See What Canyon Life Is Like for a Navajo Pageant Winner | Short Film Showcase
He hey! [Music] I read your status last night. You posted that someone else was holding you tight.
Hey, hey! 1, 2! [Applause] 3!
We y because it makes the spirits hear us, that we're here in the canyon. The spirits in the ruins should know people are going into the canyon. We want them to know we are there because they protect us. Some of my grandma died in there. My dad wants them to hear his kids that were born.
That's how they get to know us. That's how it feels in the canyon when they go in there. When we're in the canyon, we start getting excited. We get to explore things that we haven't seen before. We start talking to each other for a long time about all these stories in the canyon. There's some stories on the walls from a long time ago. It's about clans and what you're related [Music] to in Navajo culture.
When it comes to a person that doesn't know their clans, they call him or her an abandoned Indian. An abandoned Indian usually meant that their parents don't teach them about their culture, what they have to care about, and what their clans are.
My name is Daniel Draper. I live in Canyon deay. At first, I was really negative about Navajo tradition because I grew up in the church. My paternal grandfather was a preacher, but my maternal grandfather said to me, "US natives have the DNA of a tree." I started learning myself how we do have a Navajo tradition, and that's why I try to teach my kids. From the Anazi time, corn was planted in the canyon, and the way the Nabood people used to give lands to each other a long time ago was generation to generation to the oldest daughter.
I want them to keep the tradition going. I love that my dad is teaching me these things because I get to learn more about my Navajo tradition, my Navajo culture, and my Navajo language.
I slept in L kave when I was growing up. It was the most peaceful place in the world. At night, when you sleep there, you can hear people talking different dialects. You can't talk to them, but you can hear them talking to each other.
You know what they say? "Hey, we have a [Music] visitor!" [Music] Our family came back from that long world to Canon, the shell, and we should live down there.

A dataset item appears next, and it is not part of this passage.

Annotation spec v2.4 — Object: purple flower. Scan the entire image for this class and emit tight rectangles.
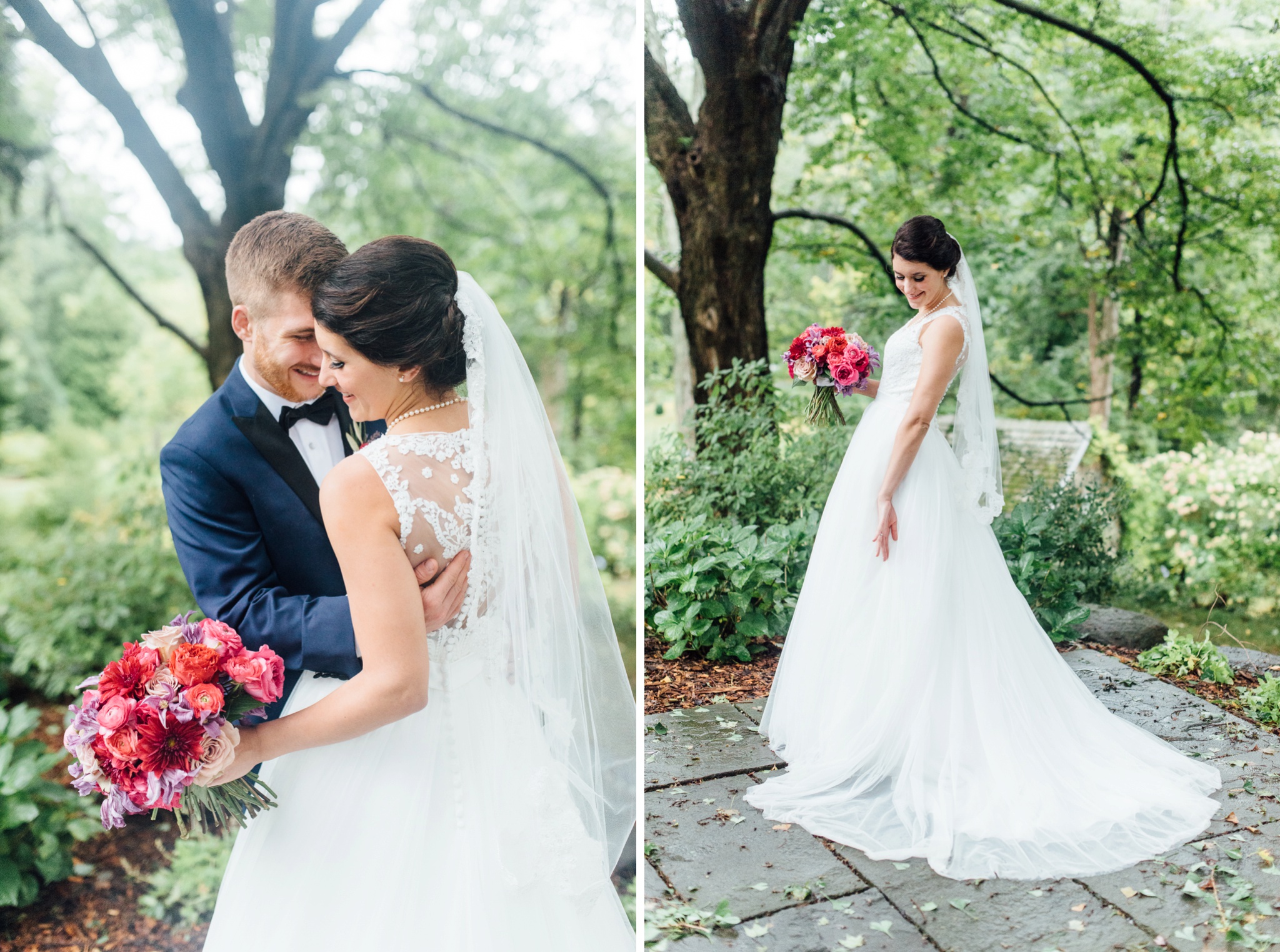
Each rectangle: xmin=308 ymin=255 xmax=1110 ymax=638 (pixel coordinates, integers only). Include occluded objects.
xmin=102 ymin=785 xmax=146 ymax=829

When we were down there, you know, we used to use wagons and horses, and we were herding sheep and taking care of the cows. They used to plant a lot of stuff: cantaloupe, beets, carrots, corn. It was fun, and I missed it.
When we were growing up at the boarding school, we were not supposed to talk in our own language. When we spoke Navajo to each other, we would get our mouth washed with soap, and we were supposed to dress the way white people dressed. We were not supposed to have long hair. We went to church too. We lived in two different cultures, but we were trying to [Music] survive.
Chisha is my second granddaughter. She even has my name. People call her Dala because she was doing what I'm doing and how I'm [Music] acting, how to sing, and how to dress up, and how to introduce herself in Navajo and what her clan is, and all that stuff.
Okay, she learned it from me. I am 2014-2015 Miss Central Navajo. [Music] I prayed to be in the pageant. My grandmother taught me the Navajo language, and she's the person who taught me all the songs I [Music] know.
I would like to keep going through all these pageants and be Miss Na Nation. These young ladies, they're really unique. You guys all look beautiful. To be in that pageant, you have to butcher a sheep and name all the parts in Navajo, and you have to make tortillas and fry bread for the judges and for the contestants.
I would like to say good luck to you all, and if you lose, you're still a winner inside. I feel kind of happy and sad at the same time. The happy part is about the things I did in my community. The sad part is I gave up my crown to a young little girl, and I hope she would do the same as I [Applause] [Music] did. [Applause] [Music]
I've seen a lot of different natives that are not keeping their tradition alive. They're losing their heritage and their language. I wasn't really here for my kids when I was a young guy. I didn't really teach them anything because I was working on the road most of the time as an electrician.
Last year, my wife was trying to tell me to go back on the road, but I couldn't do that. I wanted to stay around my kids and teach them more and more of the Navajo tradition. That's what, for me, I cherish the [Music] most.
And you just put your hand in there, and then it'll come [Music] on. We had to do some kind of prayer before we eat the corn to see if it's good or not.
I hope in 100 years that my grandkids will learn from their dads about all these stories in the canyon that my dad told [Music]. When we're leaving the canyon, we usually get leaves off the trees, and we say goodbye. We drop the leaves into the water. It's our special way to say goodbye to all the fun we've been having.
When we leave, all those feelings stay in the [Music] canyon.
I will take you home, way. I will take you home, we hey hey. I read your status last night. You posted that someone else was holding you tight.